ROMAIN DUMONT, ETUDIANT EN B.T.S. ASSURANCE, LORSQUE J’ETAIS UNE ŒUVRE D’ART DE E. E. SCHMITT

Lorsque j’étais une œuvre d’art, ou l’histoire d’un homme désespéré qui va devenir la chose d’un artiste fou dans une société d’apparence. 

Un jeune homme, Tazio (dont nous ne connaitrons le nom original qu’à la fin du récit) a pour projet de se suicider. Il est fatigué de sa vie, se trouve inintéressant, d’une laideur incommensurable, et rate tout ce qu’il entreprend, même ses suicides, bref, ce n’est vraiment pas la joie. Il souhaite donc mettre fin à ses jours une bonne fois pour toutes, mais va être interrompu par une personne, Zeus Peter-Lama, célèbre artiste contemporain, qui lui propose un marché : Tazio doit lui accorder 24h de sa vie, en échange il lui redonnera l’envie de vivre, en le faisant « renaitre » sous la forme d’œuvre d’art, appelée Adam Bis. Oui, la simple lecture des noms vaut bien un long discours…

C’est un récit très plaisant à lire… On s’identifie facilement à Tazio, jeune homme banal, mal dans sa peau, victime de cette société d’apparences. Le style d’écriture est dynamique, les péripéties s’enchainent avec rapidité et le suspens est constamment relancé. On se demande sans cesse quelle nouvelle trouvaille va surgir. L’ensemble est diablement efficace.

En parlant de diable justement, j’ai apprécié l’originalité de cette réécriture du mythe de Faust. Tazio va vendre son « corps » à Zeus-Peter Lama dans le but d’être connu, et reconnu par son physique. Zeus-Peter Lama est donc identifié au Diable, mais comme son nom l’indique, il fait également référence à Dieu, ou plutôt au Dieu des dieux. Schmitt s’amuse et nous amuse en jonglant ainsi entre ces deux références.

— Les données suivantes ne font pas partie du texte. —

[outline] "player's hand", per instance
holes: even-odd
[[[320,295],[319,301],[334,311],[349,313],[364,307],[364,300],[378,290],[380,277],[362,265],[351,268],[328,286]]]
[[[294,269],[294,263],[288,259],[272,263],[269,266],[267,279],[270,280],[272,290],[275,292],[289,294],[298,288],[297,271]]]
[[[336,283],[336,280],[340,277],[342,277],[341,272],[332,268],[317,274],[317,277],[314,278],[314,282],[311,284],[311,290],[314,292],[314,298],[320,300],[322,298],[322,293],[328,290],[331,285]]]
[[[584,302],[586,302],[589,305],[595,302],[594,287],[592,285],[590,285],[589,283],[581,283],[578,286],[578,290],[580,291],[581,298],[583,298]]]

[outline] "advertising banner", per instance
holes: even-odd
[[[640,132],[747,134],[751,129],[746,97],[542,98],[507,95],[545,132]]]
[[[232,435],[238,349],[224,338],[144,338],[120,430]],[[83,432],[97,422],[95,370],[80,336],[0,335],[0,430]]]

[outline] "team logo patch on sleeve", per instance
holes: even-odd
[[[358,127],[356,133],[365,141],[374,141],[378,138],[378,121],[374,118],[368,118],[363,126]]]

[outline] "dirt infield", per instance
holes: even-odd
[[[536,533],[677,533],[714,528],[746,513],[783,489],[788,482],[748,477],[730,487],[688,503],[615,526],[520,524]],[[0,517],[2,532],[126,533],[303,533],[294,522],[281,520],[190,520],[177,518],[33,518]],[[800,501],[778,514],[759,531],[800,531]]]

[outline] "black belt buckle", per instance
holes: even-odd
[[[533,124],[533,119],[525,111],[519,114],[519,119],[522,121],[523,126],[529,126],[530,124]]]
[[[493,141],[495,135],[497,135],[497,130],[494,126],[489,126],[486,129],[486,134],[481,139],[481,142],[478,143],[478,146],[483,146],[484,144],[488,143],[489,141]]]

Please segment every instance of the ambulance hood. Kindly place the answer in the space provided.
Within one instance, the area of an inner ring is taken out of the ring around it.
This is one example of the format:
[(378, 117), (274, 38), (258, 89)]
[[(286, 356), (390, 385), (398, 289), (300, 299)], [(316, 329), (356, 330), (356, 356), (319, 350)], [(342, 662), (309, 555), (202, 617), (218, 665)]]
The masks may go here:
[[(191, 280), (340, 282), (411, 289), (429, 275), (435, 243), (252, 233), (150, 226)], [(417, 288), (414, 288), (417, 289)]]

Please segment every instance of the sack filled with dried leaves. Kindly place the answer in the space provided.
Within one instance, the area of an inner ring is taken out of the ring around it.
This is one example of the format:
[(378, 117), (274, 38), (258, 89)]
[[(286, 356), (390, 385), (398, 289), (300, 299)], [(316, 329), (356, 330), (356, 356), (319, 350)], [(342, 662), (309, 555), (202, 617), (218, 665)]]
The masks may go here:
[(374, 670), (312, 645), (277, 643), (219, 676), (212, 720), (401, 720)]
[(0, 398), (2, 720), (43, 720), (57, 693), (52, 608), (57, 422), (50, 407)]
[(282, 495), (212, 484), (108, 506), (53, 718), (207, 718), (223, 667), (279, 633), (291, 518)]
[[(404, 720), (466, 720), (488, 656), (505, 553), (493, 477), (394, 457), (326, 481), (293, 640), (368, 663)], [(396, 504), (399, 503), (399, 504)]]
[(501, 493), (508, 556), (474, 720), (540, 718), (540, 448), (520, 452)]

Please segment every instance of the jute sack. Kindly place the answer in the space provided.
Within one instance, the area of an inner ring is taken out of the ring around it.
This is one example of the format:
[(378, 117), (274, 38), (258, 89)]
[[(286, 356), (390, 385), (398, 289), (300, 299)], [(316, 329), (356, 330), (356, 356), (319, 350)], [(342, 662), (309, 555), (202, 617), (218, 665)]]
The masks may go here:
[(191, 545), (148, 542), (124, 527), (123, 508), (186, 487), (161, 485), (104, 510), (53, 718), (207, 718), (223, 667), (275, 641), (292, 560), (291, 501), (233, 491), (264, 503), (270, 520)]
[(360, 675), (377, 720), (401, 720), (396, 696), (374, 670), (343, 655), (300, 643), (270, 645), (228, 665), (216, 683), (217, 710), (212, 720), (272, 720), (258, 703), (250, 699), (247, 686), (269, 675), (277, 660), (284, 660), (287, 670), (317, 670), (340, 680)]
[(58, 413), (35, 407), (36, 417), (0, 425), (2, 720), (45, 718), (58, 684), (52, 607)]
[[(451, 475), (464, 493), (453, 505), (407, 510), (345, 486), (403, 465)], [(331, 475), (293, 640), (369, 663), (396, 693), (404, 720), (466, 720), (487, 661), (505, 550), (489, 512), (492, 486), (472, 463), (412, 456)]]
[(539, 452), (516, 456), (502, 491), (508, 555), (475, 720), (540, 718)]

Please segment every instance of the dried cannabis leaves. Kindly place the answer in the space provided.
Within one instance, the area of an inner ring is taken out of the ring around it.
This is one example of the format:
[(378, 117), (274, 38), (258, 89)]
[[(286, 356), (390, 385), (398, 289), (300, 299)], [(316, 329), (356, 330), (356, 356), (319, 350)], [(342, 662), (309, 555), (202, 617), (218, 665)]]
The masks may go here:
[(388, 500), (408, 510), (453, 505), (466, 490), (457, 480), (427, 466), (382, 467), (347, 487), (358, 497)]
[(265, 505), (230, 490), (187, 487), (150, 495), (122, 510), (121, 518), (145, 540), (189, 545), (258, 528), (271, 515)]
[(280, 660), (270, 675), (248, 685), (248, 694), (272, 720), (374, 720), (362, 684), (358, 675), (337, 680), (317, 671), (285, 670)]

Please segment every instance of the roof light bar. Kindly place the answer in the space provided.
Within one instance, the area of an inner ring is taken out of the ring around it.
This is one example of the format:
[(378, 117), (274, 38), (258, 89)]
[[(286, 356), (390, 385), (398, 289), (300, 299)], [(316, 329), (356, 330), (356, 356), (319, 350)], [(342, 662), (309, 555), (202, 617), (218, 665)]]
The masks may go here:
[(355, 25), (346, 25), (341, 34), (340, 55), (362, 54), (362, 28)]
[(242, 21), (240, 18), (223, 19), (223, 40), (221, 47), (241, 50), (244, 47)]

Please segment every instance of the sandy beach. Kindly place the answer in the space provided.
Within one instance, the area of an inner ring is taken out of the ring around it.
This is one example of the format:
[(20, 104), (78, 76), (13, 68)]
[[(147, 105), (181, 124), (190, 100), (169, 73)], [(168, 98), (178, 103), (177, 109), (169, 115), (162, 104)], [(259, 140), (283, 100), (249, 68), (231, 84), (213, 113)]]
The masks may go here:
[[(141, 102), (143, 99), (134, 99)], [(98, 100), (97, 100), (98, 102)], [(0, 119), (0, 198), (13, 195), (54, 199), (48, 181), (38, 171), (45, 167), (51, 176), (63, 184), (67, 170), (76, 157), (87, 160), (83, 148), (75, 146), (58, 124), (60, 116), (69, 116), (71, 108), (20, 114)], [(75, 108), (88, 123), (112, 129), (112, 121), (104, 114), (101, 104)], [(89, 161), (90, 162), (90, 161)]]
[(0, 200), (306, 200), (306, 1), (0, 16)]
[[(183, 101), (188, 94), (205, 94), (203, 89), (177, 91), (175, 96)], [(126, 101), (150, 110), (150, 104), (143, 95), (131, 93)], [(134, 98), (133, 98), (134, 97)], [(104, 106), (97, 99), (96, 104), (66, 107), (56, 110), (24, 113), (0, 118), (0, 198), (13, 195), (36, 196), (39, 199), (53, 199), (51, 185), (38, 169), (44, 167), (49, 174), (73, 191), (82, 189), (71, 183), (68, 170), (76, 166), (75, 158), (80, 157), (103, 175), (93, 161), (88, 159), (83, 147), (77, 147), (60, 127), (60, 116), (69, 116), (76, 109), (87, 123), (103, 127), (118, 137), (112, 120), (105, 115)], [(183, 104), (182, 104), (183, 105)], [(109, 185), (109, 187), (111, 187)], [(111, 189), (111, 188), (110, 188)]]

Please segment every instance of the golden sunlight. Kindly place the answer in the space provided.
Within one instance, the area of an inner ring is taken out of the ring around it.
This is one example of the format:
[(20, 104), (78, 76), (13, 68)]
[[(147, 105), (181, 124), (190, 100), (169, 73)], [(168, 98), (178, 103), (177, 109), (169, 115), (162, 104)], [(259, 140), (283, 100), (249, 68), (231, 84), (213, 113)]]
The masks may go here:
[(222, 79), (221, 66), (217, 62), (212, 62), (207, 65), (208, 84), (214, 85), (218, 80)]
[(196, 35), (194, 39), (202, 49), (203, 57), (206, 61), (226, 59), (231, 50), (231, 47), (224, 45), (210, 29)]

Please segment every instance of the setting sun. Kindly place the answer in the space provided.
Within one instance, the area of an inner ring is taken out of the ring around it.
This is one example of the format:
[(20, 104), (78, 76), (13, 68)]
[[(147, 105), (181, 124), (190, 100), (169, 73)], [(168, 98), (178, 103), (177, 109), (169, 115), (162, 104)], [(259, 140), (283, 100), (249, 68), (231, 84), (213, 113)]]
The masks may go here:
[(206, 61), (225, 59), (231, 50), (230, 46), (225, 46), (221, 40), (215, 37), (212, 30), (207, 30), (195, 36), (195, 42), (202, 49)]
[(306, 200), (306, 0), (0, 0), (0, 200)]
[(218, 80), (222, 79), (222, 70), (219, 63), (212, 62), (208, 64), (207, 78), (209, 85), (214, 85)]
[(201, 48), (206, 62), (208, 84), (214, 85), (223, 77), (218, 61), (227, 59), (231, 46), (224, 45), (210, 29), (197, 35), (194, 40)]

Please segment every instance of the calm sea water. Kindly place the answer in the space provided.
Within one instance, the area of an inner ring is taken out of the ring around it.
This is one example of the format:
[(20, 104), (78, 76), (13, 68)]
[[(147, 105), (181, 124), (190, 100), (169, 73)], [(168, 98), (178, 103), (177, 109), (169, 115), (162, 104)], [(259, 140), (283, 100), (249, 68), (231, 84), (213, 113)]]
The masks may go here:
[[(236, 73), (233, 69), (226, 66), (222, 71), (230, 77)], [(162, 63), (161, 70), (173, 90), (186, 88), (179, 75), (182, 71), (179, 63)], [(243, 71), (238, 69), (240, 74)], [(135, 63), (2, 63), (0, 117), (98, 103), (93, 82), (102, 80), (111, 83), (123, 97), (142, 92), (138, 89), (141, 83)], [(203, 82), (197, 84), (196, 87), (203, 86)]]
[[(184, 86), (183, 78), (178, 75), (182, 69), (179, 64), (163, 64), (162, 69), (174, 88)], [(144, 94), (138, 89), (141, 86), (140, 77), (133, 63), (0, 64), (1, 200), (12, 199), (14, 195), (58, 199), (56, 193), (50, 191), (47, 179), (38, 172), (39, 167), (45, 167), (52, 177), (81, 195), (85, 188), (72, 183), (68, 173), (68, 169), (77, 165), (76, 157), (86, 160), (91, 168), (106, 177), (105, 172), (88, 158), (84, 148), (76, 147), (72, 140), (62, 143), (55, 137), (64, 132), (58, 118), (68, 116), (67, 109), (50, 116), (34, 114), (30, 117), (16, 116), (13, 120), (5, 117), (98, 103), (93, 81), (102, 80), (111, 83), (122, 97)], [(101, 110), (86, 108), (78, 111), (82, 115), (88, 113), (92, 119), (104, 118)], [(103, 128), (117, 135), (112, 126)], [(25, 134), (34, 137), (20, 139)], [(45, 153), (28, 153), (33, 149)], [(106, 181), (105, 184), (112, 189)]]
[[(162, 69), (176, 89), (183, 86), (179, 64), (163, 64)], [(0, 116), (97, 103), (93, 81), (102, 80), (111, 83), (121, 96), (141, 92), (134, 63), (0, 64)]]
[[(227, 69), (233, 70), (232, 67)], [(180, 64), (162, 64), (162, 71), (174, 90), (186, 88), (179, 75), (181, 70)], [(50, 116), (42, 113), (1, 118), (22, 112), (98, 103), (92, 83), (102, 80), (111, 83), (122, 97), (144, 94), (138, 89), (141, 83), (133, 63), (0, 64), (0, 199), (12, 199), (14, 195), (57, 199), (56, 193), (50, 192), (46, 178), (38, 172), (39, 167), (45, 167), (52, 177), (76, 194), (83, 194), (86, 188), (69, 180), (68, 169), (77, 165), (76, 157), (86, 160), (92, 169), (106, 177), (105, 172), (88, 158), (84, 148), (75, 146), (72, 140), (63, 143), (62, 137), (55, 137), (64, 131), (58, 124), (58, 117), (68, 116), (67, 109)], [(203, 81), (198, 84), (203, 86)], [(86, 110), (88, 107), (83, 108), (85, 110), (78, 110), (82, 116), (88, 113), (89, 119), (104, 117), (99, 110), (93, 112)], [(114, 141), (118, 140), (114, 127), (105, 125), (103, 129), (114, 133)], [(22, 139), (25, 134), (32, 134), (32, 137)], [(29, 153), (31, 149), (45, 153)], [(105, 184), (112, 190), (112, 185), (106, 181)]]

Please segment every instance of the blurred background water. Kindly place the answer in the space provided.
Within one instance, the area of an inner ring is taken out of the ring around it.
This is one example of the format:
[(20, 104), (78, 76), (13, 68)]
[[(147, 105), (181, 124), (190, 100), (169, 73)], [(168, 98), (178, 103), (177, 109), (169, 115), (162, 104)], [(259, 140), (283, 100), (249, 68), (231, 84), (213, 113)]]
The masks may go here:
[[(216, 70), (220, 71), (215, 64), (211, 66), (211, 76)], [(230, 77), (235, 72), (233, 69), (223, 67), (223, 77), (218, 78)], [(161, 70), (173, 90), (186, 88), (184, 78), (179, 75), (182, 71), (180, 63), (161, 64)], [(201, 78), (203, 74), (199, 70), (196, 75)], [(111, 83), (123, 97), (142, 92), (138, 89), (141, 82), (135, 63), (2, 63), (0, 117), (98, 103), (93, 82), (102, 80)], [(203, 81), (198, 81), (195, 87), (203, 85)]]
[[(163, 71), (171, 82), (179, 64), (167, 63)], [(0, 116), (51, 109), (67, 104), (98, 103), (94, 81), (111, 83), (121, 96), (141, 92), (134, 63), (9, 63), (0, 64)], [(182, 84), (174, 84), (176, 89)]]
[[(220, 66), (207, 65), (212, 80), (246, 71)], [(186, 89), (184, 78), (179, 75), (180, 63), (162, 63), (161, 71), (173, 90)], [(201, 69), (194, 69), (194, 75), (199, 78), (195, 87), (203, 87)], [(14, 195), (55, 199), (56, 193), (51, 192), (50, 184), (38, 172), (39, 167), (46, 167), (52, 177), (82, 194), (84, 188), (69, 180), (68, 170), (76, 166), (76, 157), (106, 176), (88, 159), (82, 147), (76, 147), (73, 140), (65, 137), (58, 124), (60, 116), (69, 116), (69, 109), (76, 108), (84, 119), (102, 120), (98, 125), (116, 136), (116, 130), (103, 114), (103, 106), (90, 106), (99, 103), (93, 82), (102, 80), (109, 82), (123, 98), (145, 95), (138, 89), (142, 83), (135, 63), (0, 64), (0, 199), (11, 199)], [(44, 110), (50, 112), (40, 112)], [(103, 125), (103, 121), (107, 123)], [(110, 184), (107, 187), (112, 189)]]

Ce livre m’a fait penser à une farce par endroits mais il aborde aussi des thèmes sérieux comme celui de l’apparence, de la perception que l’on a de soi, du monde qui nous entoure mais aussi celle que les autres ont de nous. Tout au long du récit, la perception de Tazio sur le monde va évoluer, ce qu’il pensait être une vérité au début va se révéler faux, du coup, toutes ses certitudes s’écrouleront. Cela nous montre la fragilité des vérités sur lesquelles on construit et on estime notre vie d’autant plus qu’elles reposent sur le physique et sur le jugement supposé d’autrui. Autre thème abordé, celui de l’art. Qu’est-ce qu’une œuvre d’art ? Qu’est-ce qui distingue un artiste véritable d’un imposteur médiatique ? Suffit-il de créer de l’inédit et d’être célèbre et reconnu pour se dire artiste ? Un personnage de l’ombre, Carlos Hannibal, peint l’invisible et propose une approche inverse et bien plus profonde de l’art que celle de Zeus-Peter Lama

En revanche, si la lecture est facile, si les idées sont bien trouvées, au bout d’un moment le récit semble s’essouffler et les rebondissements finissent par tourner en rond. Schmitt nous utilise souvent la même mécanique : Zeus Peter Lama va multiplier les stratagèmes afin de rendre Adam Bis célèbre et ainsi augmenter sa valeur. Autant la première fois, la surprise est de taille, autant, par la suite, on finit par se lasser un peu. De plus, les personnages sont très caricaturaux, cela limite la profondeur des réflexions menées.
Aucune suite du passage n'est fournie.